Court Opinion

ID: 9681879
Source: CourtListenerOpinion
Date Created: 2023-08-24 08:00:19.186812+00
Date Added: 2024-06-11T18:17:36.298658
License: Public Domain

GRAVES, Presiding Judge
(Concurring).
The writer confesses that this is the first time he remembers having seen a cause before us in such a condition- as the present one. Undoubtedly the trial court had the power to sentence the relator to spend one year in the county jail. This is exactly what he did. However, the court had no power to promise the relator’s parents, or to tell the sheriff, that at the end of ten days this man. was to be released with his one-year imprisonment still existing as the solemn judgment of the trial court. See Ex parte Hayden, 152 Tex. Cr. R. 517, 215 S.W. (2d) 620; Ex parte Sether, 151 Tex. Cr. R. 553, 209 S.W. (2d) 358.
The court should have committed the relator for the time mentioned in his judgment and for that time only. Regardless *246of what the judge might have told the sheriff, this man should not have been allowed to play fast and loose with the judgment of a court of record in this state.

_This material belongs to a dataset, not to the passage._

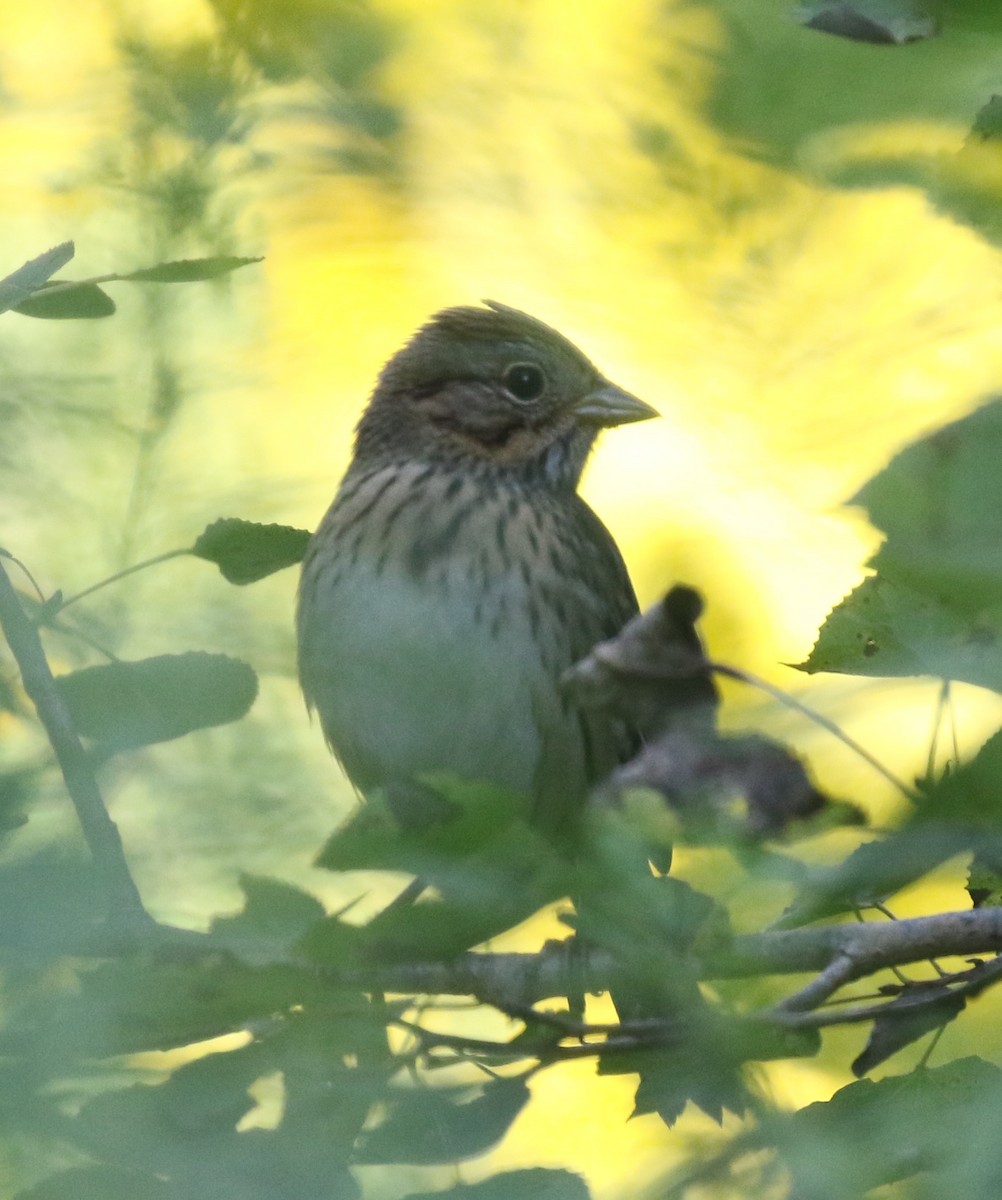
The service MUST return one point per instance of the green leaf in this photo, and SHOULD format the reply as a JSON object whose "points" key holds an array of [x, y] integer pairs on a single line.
{"points": [[246, 552], [129, 705], [533, 1183], [940, 503], [429, 1126], [876, 870], [274, 918], [879, 22], [918, 1011], [887, 628], [875, 1133], [77, 301], [187, 270], [101, 1182], [18, 286]]}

Surely the secret agreement arrived at by parents of persons charged with an offense should not control the judgment of a court properly rendered. However, according to the Griffin case, supra, the time long since having passed in which the relator could be legally confined upon the judgment entered by the county court which sentenced him to one year in the county jail, he is entitled to his discharge. Under these circumstances, I see nothing else to do except to agree to his discharge at the present time since the trial court has found itself in such a peculiar position which is also presented to this court.
I therefore concur in the result expressed in the original opinion herein.